Zu beiden Anträgen empfiehlt der Hauptausschuss die Ablehnung. Wer dem Antrag der Fraktion der FDP mit der Drucksachennummer 15/693 zustimmen möchte, den bitte ich jetzt um das Handzeichen! – Danke schön! Die Gegenprobe! – Letzteres war die Mehrheit. Enthaltungen? – Bei Enthaltung der Fraktion der CDU, mit den Stimmen der Regierungsfraktionen sowie von Bündnis 90/Die Grünen bei Gegenstimmen der Fraktion der FDP ist der Antrag abgelehnt.
Wer dem Antrag der Fraktion Bündnis 90/Die Grünen mit der Drucksachennummer 15/698 zustimmen möchte, den bitte ich jetzt um das Handzeichen! – Danke schön! Die Gegenprobe! – Letzteres war die Mehrheit der Regierungskoalition gegen die Fraktion Bündnis 90/Die Grünen. Gibt es Enthaltungen? – Bei Enthaltung der Fraktion der CDU und der Fraktion der FDP ist der Antrag abgelehnt.
Beschlussempfehlungen des Ausschusses für Wirtschaft, Betriebe und Technologie vom 9. September 2002 und des Hauptausschusses vom 11. September 2002 zum Antrag der Fraktion der Grünen über Neuausrichtung der Wirtschaftsförderung für kleine und mittlere Unternehmen, Drucksache 15/241
Auch hier empfiehlt der Ältestenrat – ich gehe von Ihrer Zustimmung aus – eine Redezeit von bis zu fünf Minuten pro Fraktion.
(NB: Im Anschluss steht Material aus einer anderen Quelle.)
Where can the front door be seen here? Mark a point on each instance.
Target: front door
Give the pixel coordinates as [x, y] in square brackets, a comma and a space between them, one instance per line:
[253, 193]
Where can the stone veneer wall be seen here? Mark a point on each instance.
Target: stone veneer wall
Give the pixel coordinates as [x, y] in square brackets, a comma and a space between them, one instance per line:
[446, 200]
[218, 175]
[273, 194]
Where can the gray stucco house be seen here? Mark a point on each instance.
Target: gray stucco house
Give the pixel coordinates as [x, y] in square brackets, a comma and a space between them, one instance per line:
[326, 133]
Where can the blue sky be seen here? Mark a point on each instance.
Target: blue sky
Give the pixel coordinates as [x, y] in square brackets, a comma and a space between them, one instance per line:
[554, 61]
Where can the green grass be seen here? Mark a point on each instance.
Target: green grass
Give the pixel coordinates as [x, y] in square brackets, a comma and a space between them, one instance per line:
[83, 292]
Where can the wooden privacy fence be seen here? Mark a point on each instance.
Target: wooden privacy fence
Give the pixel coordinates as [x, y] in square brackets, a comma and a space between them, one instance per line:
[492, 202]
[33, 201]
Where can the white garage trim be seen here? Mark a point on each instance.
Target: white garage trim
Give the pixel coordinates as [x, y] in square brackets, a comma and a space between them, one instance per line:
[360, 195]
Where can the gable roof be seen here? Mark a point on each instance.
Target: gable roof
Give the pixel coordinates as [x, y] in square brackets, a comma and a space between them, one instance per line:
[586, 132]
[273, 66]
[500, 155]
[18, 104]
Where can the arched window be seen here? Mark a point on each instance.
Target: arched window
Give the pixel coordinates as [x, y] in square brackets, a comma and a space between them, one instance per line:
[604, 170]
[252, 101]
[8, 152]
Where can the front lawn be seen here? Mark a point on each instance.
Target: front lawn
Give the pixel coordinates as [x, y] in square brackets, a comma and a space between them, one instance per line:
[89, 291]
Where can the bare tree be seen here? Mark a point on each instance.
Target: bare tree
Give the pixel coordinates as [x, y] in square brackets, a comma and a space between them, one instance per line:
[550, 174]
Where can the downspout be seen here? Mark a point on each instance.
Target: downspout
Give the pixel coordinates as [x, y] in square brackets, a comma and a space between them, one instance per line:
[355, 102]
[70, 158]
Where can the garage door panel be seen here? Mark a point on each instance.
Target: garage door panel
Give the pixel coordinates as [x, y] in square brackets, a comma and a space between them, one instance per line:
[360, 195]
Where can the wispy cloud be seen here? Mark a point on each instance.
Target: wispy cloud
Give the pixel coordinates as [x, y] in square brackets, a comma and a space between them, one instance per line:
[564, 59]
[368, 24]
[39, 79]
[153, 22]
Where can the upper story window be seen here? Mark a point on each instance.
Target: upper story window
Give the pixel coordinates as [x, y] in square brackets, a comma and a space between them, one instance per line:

Frau Paus ist bereits auf dem Weg hierher und hat nunmehr das Wort. – Bitte schön, Frau Paus!
Herzlichen Dank! Herr Präsident! Es geht um die Neuausrichtung der Wirtschaftsförderung, sehr geehrte Damen und Herren! Wenn Sie dem Abstimmungsergebnis Ihre Aufmerksamkeit geschenkt haben, haben Sie festgestellt, dass wir mit diesem Antrag allein stehen. Es stellt sich damit die große Frage, weshalb muss ich hier noch einmal das Wort ergreifen und Ihnen weitere fünf Minuten abtrotzen.